Life is a beautiful, magnificent thing, even to a jellyfish.

“Look up to the sky. You'll never find a rainbow if you're looking down.”
                                                                                                       
                                                                                           ~ Charlie Chaplin

If life is truly a beautiful magnificent thing, even to a jellyfish (and I suspect it is, since all beings, whether jellyfish or zebra or human being, fight for survival and aim to avoid suffering) then I see no reason why we human writers should not also find life to be a beautiful magnificent thing, even while experiencing great suffering.

Who better to illustrate these quotations than the man who said them – Sir Charles Spencer Chaplin, better known as Charlie Chaplin. His childhood was defined by poverty and hardship, but he became one of the film world’s most beloved characters during a career that spanned seventy-five years. His films showcase that tug between slapstick comedy and pathos, one of life’s greatest dualities and why Chaplin became so popular and is loved to this day.

Witness some victims of the Boston Marathon bombing who made inspirational statements from their hospital rooms. Many had lost limbs, but they had already moved past anger and sadness and seemed ready to take the world by the tail again, grateful to be alive.

I doubt I'd do as well in similar circumstances.

Other graceful and larger than life people in the current spotlight are the parents of Trayvon Martin, Sybrina Fulton and Tracy Martin. They continue their positive work with their son’s legacy through their foundation, seeking to protect other families’ children from suffering the same fate as Trayvon because of SYG laws and the racial and criminal profiling that often accompanies this mindset.

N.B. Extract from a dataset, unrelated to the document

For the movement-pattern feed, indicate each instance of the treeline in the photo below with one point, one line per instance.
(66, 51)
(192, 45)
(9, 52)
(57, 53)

They face their obstacles and their detractors with far more class than I would, especially after such a disappointing joke of a verdict at the killer’s trial (he whose name shall be forgotten, in my mind).  I would have difficulty maintaining composure under the great pressure and glare of the twenty-four hour news cycle that these folks have faced.

My problems are trivial by comparison. Heck, I can’t even get through minor daily issues without sniveling and cussing. But then, I fight a bit more depression and anxiety than the average person, something that goes along with the gift of creativity, as the scientific pundits say.

But I do cherish the “beauty in the breaking” - that underlying sense of equanimity that lives within our hearts even when everything is all wrong - and also the fleeting moments of bliss that we all encounter, whether in something so minute as observing a raindrop poised on a flower petal, (the microcosm) or walking in rainfall through a lovely forest (the macrocosm). And of course, there are always the joys of human events – births, graduations, weddings, (or sometimes just waking up in a decent mood) and for us writers, manuscript acceptance letters and story or book publication days!

Even setting a few words to paper (or screen, in this case) for a blog post makes my heart go pitty-pat!

So, as someone who moans loudly and often about life’s inequities, it almost seems hypocritical to tell you to look up at the sky. But I will do it anyway to remind myself.

It’s really all we have in this moment – this life, this sky.